Then there is the “tall poppy” angle. When submitting her appeal to CAS in June, Sharapova’s lawyer John Haggerty suggested that she had received an “unfairly harsh suspension because she is such a famous athlete and they wanted to make an example out of her".

CAS has a record of reducing sentences imposed by ITF panels, having already cut bans handed out to Marin Cilic (to four months from the original nine) and Viktor Troicki (from 18 months to 12).

In Sharapova’s case, much of the tennis world believes that her ban will be halved to one year, which would take us up to January 26, 2017 and enable her to return after the Australian Open.

Hardliners will no doubt continue to argue that one year is insufficient.
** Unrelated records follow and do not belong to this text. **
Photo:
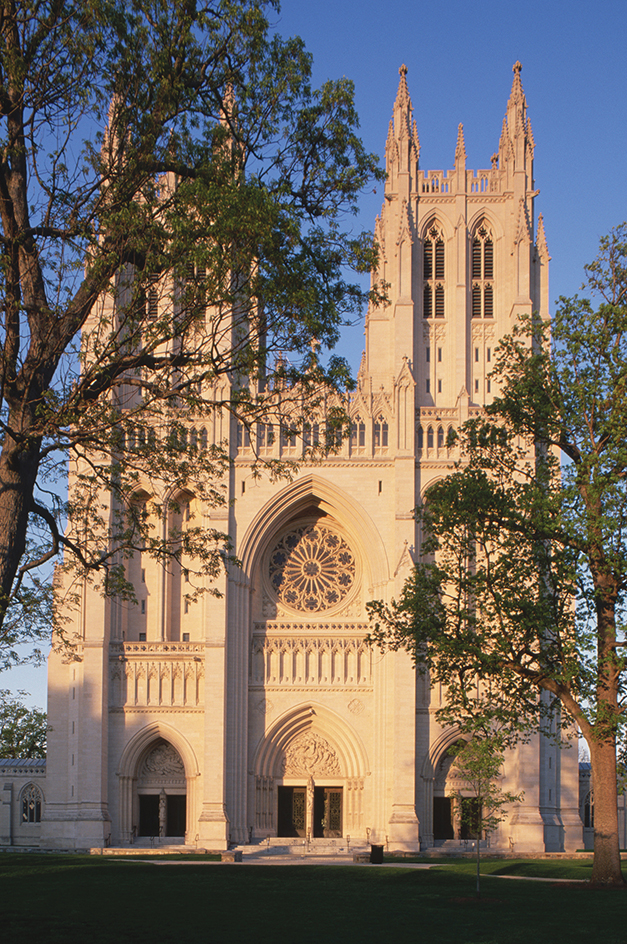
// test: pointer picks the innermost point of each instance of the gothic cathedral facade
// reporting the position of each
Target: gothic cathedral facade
(264, 713)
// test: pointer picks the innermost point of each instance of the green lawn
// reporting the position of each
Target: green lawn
(47, 899)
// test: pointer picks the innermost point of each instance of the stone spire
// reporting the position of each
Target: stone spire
(541, 246)
(402, 145)
(460, 149)
(516, 144)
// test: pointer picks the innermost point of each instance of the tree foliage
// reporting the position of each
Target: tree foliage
(23, 731)
(478, 763)
(174, 207)
(522, 586)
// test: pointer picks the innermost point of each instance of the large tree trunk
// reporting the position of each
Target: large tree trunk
(18, 473)
(606, 868)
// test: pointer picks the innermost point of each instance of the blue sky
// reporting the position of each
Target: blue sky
(459, 57)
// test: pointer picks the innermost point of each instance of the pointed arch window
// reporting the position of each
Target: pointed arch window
(358, 434)
(434, 272)
(483, 272)
(380, 431)
(31, 804)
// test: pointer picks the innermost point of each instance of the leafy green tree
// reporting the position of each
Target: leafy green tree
(153, 273)
(23, 731)
(478, 763)
(522, 586)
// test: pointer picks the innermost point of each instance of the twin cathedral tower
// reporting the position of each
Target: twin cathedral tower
(263, 712)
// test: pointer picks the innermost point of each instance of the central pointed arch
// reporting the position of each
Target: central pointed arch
(300, 496)
(315, 719)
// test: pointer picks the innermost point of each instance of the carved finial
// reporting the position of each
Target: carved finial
(460, 150)
(415, 138)
(543, 249)
(522, 231)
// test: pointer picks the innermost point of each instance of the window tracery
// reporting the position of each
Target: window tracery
(381, 431)
(311, 568)
(433, 274)
(483, 273)
(31, 804)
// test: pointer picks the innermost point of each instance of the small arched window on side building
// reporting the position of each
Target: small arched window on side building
(32, 801)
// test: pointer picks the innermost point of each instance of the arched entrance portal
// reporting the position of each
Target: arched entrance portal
(158, 772)
(455, 816)
(309, 777)
(161, 792)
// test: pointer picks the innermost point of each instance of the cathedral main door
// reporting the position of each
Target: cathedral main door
(327, 813)
(292, 812)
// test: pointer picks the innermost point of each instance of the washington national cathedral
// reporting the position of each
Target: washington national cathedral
(263, 712)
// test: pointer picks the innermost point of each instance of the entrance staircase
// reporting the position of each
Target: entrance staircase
(281, 846)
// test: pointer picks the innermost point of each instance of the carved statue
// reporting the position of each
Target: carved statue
(163, 812)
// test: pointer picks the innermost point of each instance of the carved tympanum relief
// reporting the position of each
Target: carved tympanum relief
(310, 755)
(162, 761)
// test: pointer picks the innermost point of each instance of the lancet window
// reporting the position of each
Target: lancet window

This is the WADA-recommended sentence for cases where the athlete bears “no significant fault”, and such an argument can hardly apply in Sharapova’s case after her agent Max Eisenbud admitted in front of the ITF tribunal that he had failed to review the 2016 Prohibited List.

But then her other lawyer, the experienced doping specialist Howard Jacobs, is sure to have pointed out the discrepancy between Sharapova’s two-year ban and the many athletes who tested positive for meldonium and received no punishment at all.

He is also likely to have made capital out of the clumsy remark from WADA president Craig Reedie, who said in June that he had taken pleasure from Sharapova’s conviction because “she earns more money in one year than WADA’s entire budget”.

Reedie could hardly have done more to substantiate the theory levelled by Haggerty after the original ITF judgement, which suggested that Sharapova had been the victim of a big-game hunt as much as a witch-hunt. At 2pm today, we will discover how much the ITF case has been weakened by such details.